What to Bring: Definitely come armed to any party with cautious smiles and pepper spray. A psychotic stalker has been sending you death threats and making your life miserable — so get into character and don’t be afraid to look terrified.
What to Say: Speak quickly and hushed with your fellow PLL's — for all you know, "A" could be eavesdropping your conversation in that very moment. Just make sure that the Hanna of the group breaks the dramatic dialog with a joke every now and then.
The Character: Ron Swanson from Parks and Recreation
What You'll Need: There are absolutely no frills with this costume. Pick out the manliest thing in your closet — preferably a dark-colored collared shirt and khakis — and make sure your mustache is impeccably groomed.
What to Bring: All of the bacon and eggs you have — all of them — and then proceed to eat them in front of everyone without sharing a single bite. If your so-called "friends" have a problem with this, then they clearly should be shunned from your life, along with skimmed milk, vegetarians, and the government.
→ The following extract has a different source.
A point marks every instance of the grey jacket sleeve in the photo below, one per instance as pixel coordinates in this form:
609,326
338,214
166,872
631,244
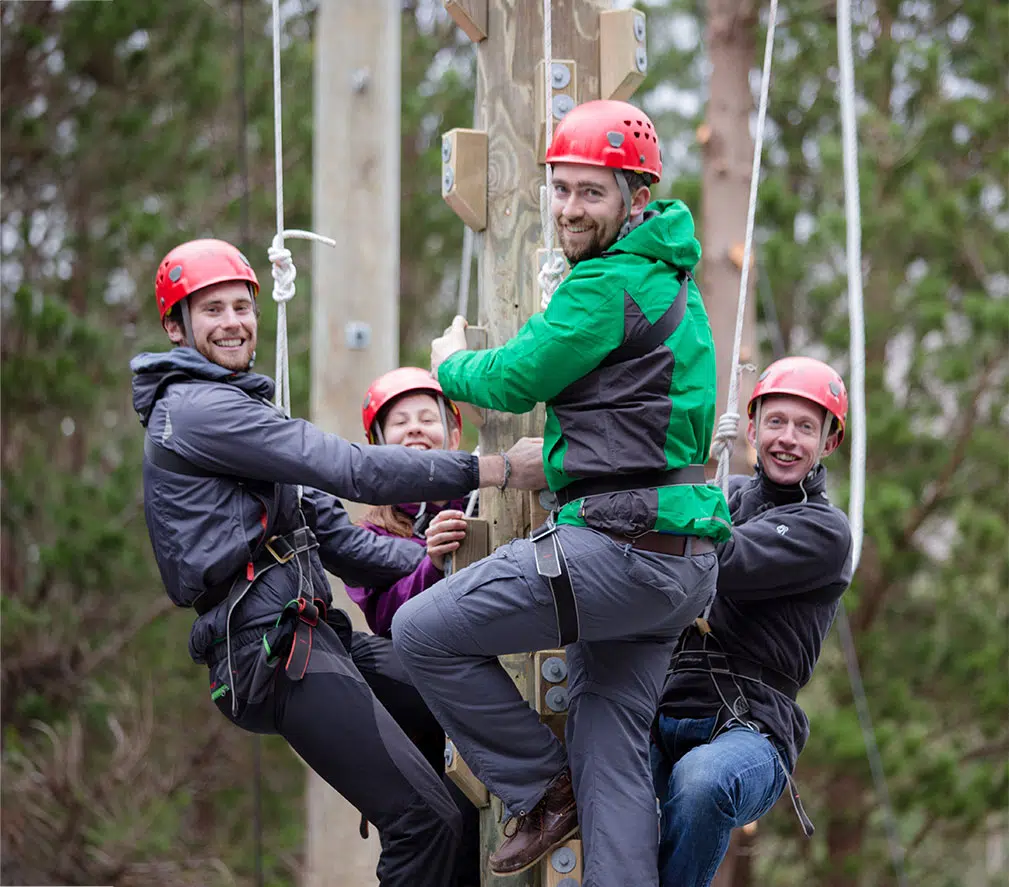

What to Say: Here are a few of our all-time favorite Ron Swanson sayings: "I'm not interested in caring about people." "Never half-ass two things. Whole-ass one thing." And "Any dog under fifty pounds is a cat and cats are useless." And if you can't remember any of those quotable gems, declare your love for breakfast foods, steak, fishing, and how much being far away from people makes you happy. Bonus Points: If you call people by the wrong name, so they know just how little you care about them.